Medical Council of India (MCI) and University Grants Commission (UGC) have been the worst and most outdated of institutions and their restructuring is essential to the country’s growth trajectory, NITI Aayog CEO Amitabh Kant tells ET in an interview. Excerpts:
How does renaming and replacing UGC with Higher Education Commission of India (HECI) help?
UGC has miserably failed in setting standards, in mentoring institutions, in checking the mushrooming of substandard colleges and universities. Then there are 25% institutions that have less than 500 students. UGC, to my mind, should have come down heavily. But it has failed in its oversight act. We have reached a stage where you can’t get into a 9% to 10% growth unless you restructure your institutions. Many of our institutions are antiquated. The worst of the lot was Medical Council of India, which is replaced by a Medical Commission. The second is UGC, which is now being restructured. HECI brings in a far more empowered body, with strengthened oversight.
But how can HECI be radically different with the same UGC systems and staff?
You can’t govern HECI with the same staff.
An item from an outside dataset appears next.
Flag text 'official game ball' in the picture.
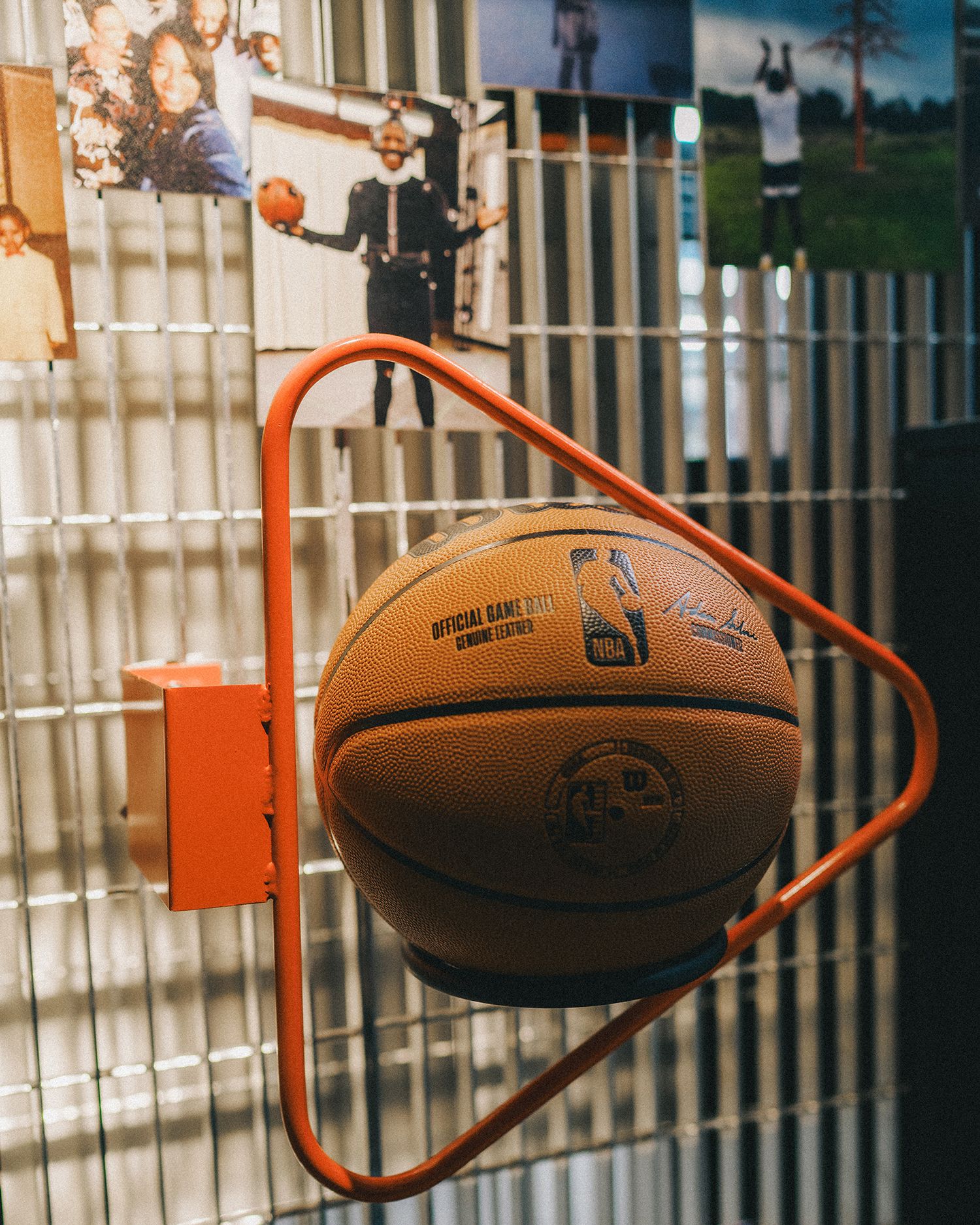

We brought in a lot of young professionals and new blood in NITI Aayog, and HECI must also build its own ethos and culture, (and) get a lot of academics on secondment basis from different universities. It has two major challenges — one, the HECI composition needs more academic representation; second — HECI should not get into micro management, it should have a long-term approach of laying down norms and standards, and bring in new talent.
What about the plans to divest HECI of fund release functions?
I think that funding is being taken away from UGC with good reason. If you look at 2012-17, 50% money allocated to it has not been absorbed by UGC; `480 cr is still to be absorbed. The reason is, there is hardly any clear criteria on how it distributes money to different universities. It is like the change from Planning Commission to NITI Aayog. Planning Commission was spending all its time in just releasing money on annual plans and five-year plans — it had become a releasing agency, focusing on utilisation certificates.
NITI Aayog doesn’t release funds any more, but it does monitoring, evaluation, ranks states on various indices, and thus creates healthy competition among states. UGC, similarly, should create benchmarks and put all related information on university performance in public domain so students are better informed when seeking admission, and that’s what HECI aims to do.
There are fears about funding being vested with government…
I do feel that funding should also not be released by government, there should be a second agency to decide this objectively through wellestablished and transparent criteria. And most of the processing should be online.
Some states are already expressing fears of HECI interfering in their domain. Your comments?
All states will be on the advisory council. The Act strengthens oversight, has enough powers to deal with this, and takes inputs and advice of states as well. Also, when HECI starts setting the trend for quality education, everyone will follow suit. Because the Centre was failing, the UGC was failing, everybody was failing in its quality aspect.
Do you think there will be political support for this move, just ahead of Lok Sabha election?
You can’t keep delaying things just because you have elections. If your objective and intentions are correct and if HECI can focus on areas where Indian higher education has failed, there will be wide support for it.
Does it mean the ambitious plans for a single education regulator are off the agenda? Why?
May be so. By merging too many institutions at once, you could create too much administrative complexity.